Signs the 17-month-old recession may be nearing an end helped push consumer confidence in May to its highest level since the September collapse of investment bank Lehman Brothers. Further dissipating the gloom, the contraction in New York state factory activity eased this month.

The more data we are seeing, it's not a doomsday scenario. Yes, we are still in a recession, but we may be in the stage of pre-recovery. All the data have been encouraging, said Andrew Richman, fixed income strategist at Suntrust Private Wealth Management in Palm Beach, Florida.

U.S. stocks were higher in morning trade, while prices for U.S. government debt fell as investors grew more confident that the economy was stabilizing after back-to-back quarters of sharp contractions.

The Labor Department said the Consumer Price Index was flat last month, as expected, after falling 0.1 percent in March. Compared to the same period last year, consumer prices fell 0.7 percent, the biggest 12-month decline since June 1955.

A separate report from the Federal Reserve showed industrial production fell 0.5 percent last month, the sixth consecutive monthly decline but a more modest drop than in recent months. A month earlier, output fell by 1.7 percent.

The capacity utilization rate for total industry, a measure of slack in the economy, fell to 69.1 percent in April, the lowest level on records dating back to 1967.

Companies in the fall decisively cut their production levels to below the level of sales, resulting in a sharp decrease in business inventories in the first quarter, said Tony Crescenzi, chief bond analyst at Miller Tabak & Co in New York.

The recalibration is facilitating stabilization in production, which will show through to a variety of data.

Adding to the somewhat-less-gloomy picture, the Reuters/University of Michigan Surveys of Consumers' preliminary index of confidence for May rose to 67.9 from 65.1 in April. The index of consumer expectations jumped to 69.0, its highest level since October 2007, from 63.1.

Separately, the New York Federal Reserve Bank's index of manufacturing activity in New York State climbed to minus 4.55 in May, its highest level since August 2008, a month before the Lehman collapse ushered in a much deeper global slump.

All together, the figures provided more signs that the pace of recession may be easing. The current downturn, which began in December 2007, is already the longest since the Great Depression.


Rising unemployment has eroded household income and undercut consumer demand. The lack of demand and general slack in the economy have robbed companies of pricing power, keeping inflation low and heightening concerns about a dangerous downward price spiral.
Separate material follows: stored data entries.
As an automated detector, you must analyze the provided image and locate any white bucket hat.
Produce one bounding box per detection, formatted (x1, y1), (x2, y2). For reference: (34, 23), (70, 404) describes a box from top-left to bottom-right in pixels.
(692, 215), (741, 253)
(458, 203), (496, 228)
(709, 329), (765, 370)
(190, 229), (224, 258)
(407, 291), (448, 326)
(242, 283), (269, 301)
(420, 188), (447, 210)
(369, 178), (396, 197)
The CPI report offered something to think about both for those who are worried about falling prices and those who are concerned about the risk of inflation as a flood of stimulus money flows through the economy.

The Fed, which has pumped more than $1 trillion into the economy in a bid to break its downward spiral, is worried about deflation although it sees the risks as diminishing.

While the headline inflation figure was flat, and economists widely expect negative readings later this year, core prices, which exclude food and energy items, rose a faster-than-expected 0.3 percent.

That was driven largely by a second consecutive large gain in the cost of tobacco as a government excise tax went into effect.